Unity: Confessional Unity

This is part of a series of posts on the doctrine of Unity. Click here to see the entire series.


Biblical unity has been replaced by a counterfeit unity that goes by the name of confessionalism.  Protestants have historically loved to write confessions of faith.  These documents are designed to clearly spell out one group’s understanding of biblical doctrine at a particular point in time.  Although the original intention behind the writing of most confessions was to make a clear statement of doctrinal beliefs and to separate true believers from false believers, most confessions have today come to be used as a means of separating true believers from true believers.  Although not originally designed to be used in this fashion, confessionalism is a primary engine of the sin of factionalism.

Confessional unity is a counterfeit unity.   As a counterfeit it has done tremendous harm to the genuine unity of the Church.  This concept is a very difficult one for a confessionalist to stomach.  Many churchmen have lived their entire lives trying to become experts in their particular confessions.  Many churchmen have risen up the ladder of spiritual power in their denominations by defending their confession against all others.  Many churchmen have a vested interest in seeing the practice of factionalism continue on a grand scale.  Many churchmen are going to be very surprised when they find out that God was not nearly so concerned with their confessions as they were (except to judge them as an instrument in the sinful practice of factionalism).

To illustrate my point about the evils of confessionalism, consider this one little gem from my favorite confession, the Westminster Confession of Faith (WCF).  WCF section 31:4 says this, “All synods or councils since the apostle’s times, whether general or particular, may err, and many have erred; therefore they are not to be made the rule of faith or practice, but  to be used as an help in both.”  This is a great statement because the authors of the WCF recognized the tendency of men to begin to use the written confession, rather than the Bible, as a test of orthodoxy.  They specifically repudiated that practice by asserting that confessions are not inerrant.  This is a healthy and proper understanding of the drafting and use of confessions.

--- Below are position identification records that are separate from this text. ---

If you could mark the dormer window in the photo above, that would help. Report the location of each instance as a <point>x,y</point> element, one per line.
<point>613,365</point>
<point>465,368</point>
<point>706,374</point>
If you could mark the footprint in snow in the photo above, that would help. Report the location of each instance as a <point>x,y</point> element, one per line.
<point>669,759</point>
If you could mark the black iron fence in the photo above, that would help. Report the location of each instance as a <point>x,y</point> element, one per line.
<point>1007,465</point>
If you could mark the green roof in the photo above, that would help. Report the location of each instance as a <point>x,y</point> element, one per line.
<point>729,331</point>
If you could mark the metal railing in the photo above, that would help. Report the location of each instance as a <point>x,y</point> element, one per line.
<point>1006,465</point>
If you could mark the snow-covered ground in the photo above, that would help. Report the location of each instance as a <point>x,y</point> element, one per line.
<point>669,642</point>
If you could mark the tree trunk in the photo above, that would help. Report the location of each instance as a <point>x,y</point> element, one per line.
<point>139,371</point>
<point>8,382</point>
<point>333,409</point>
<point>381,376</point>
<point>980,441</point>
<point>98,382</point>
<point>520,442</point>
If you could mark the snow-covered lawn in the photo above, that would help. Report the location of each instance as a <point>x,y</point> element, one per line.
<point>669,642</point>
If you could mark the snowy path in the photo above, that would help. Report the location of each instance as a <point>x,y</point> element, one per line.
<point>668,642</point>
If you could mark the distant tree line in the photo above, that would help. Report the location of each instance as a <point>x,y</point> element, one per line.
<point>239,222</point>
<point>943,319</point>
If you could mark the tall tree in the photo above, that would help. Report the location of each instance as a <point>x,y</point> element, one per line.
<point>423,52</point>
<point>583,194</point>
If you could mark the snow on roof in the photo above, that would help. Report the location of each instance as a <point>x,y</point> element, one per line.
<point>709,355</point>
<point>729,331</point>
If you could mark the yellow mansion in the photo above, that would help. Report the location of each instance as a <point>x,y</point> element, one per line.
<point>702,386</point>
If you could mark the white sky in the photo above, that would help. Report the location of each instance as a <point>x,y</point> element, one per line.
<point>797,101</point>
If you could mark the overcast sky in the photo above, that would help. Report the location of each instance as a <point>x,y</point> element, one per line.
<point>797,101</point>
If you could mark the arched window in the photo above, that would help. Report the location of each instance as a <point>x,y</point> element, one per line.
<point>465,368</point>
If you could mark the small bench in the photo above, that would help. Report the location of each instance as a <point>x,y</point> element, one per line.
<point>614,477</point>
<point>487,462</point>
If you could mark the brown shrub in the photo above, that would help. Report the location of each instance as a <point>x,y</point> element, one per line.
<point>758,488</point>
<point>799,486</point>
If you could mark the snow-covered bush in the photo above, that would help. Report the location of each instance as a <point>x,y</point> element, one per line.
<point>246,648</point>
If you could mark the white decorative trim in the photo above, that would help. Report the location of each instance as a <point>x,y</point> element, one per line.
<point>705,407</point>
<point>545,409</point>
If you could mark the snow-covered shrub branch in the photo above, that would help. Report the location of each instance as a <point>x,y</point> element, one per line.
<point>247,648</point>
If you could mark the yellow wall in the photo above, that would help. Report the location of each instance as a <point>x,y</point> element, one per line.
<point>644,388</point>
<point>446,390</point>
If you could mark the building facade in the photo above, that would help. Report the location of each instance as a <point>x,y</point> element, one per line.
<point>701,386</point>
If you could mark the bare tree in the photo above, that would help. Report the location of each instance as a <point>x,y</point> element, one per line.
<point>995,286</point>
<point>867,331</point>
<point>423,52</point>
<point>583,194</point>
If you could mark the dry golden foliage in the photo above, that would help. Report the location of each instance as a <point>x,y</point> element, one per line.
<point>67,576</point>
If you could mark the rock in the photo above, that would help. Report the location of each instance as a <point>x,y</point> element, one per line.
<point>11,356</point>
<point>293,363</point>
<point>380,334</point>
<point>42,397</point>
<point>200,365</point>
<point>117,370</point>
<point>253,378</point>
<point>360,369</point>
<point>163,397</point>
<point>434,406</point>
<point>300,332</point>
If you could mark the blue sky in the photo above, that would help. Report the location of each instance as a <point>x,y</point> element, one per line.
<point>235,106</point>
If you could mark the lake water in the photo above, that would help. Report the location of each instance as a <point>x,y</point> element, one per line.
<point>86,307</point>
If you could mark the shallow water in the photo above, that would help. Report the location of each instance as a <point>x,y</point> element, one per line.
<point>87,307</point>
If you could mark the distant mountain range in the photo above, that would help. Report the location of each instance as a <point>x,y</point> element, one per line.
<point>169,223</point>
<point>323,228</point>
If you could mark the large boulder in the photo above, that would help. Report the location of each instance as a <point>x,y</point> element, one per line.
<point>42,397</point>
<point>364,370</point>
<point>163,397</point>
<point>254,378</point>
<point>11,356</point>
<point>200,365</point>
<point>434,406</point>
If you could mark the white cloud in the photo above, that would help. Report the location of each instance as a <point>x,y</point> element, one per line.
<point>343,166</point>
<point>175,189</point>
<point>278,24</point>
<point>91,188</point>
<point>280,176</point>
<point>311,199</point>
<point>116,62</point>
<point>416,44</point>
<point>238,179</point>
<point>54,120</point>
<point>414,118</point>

What has happened in our factionalized time?  The WCF is the rule of faith and practice to thousands of Presbyterian elders around the country.  My own ex-denomination required this oath before being ordained as an elder, “Do you sincerely receive and adopt the WCF as containing the system of doctrine taught in the Holy Scriptures and do you promise that if at any time you find yourself out of accord with any of the fundamentals of this system of doctrine…?”  This is a strange oath indeed!  How is it possible to swear an oath of allegiance to the WCF when the WCF itself asserts that it is never to be the object of a sworn oath?  I asked this question of several of my fellow elders in my ex-denomination and was never given an answer (Or, at least, a biblical answer.  I did get an earful of lectures from many of them on the importance of upholding the WCF against all enemies, especially Baptists!)

Confessional unity is a sham.  It does not exist.  Everybody has exceptions to one or another part of any confession.  Then it becomes necessary to spend tremendous amounts of time and energy to determine if the exception makes that  person somebody that needs to be separated from the particular church or if they can remain, insofar as they promise not to teach what they believe that is contrary to the confession.  One churchman went so far as to suggest that each new elder have a signed letter of resignation on file at the denominational office so that all he had to do was make a phone call whenever he had a change of belief on some doctrine mentioned in the confession.

Confessional wars are being fought in many denominations.  The “strict subscriptionists” vs. the “loose subscriptionists” is not the name of some Hollywood movie.  In this case, those who want a verbal, plenary oath of allegiance to the confession are fighting against those who want an oath to the general “system of doctrine” taught in the confession.  Leaders of the church are expending tremendous amounts of time and energy as they fight with one another over doctrines that fit into that alleged third class of doctrine and practice that is not necessary for salvation but which, nonetheless, must be believed and practiced  to be a part of their faction.

In addition to being a sham and counterproductive, confessionalism is the coward’s way out with respect to the hard work of biblical unity.  Biblical unity is arrived at via the process of church discipline.  Church discipline is what determines whether a doctrine is necessary for salvation or elective for the individual.  If a doctrine is necessary for salvation, then it must be believed and practiced.  If a person does not believe a necessary doctrine then he is necessarily a heretic and must be excommunicated.  On the other hand, if a doctrine is elective, individuals are free to disagree with each other provided they do not separate from each other.  There are no other options.  There is no other class of doctrine or disagreement.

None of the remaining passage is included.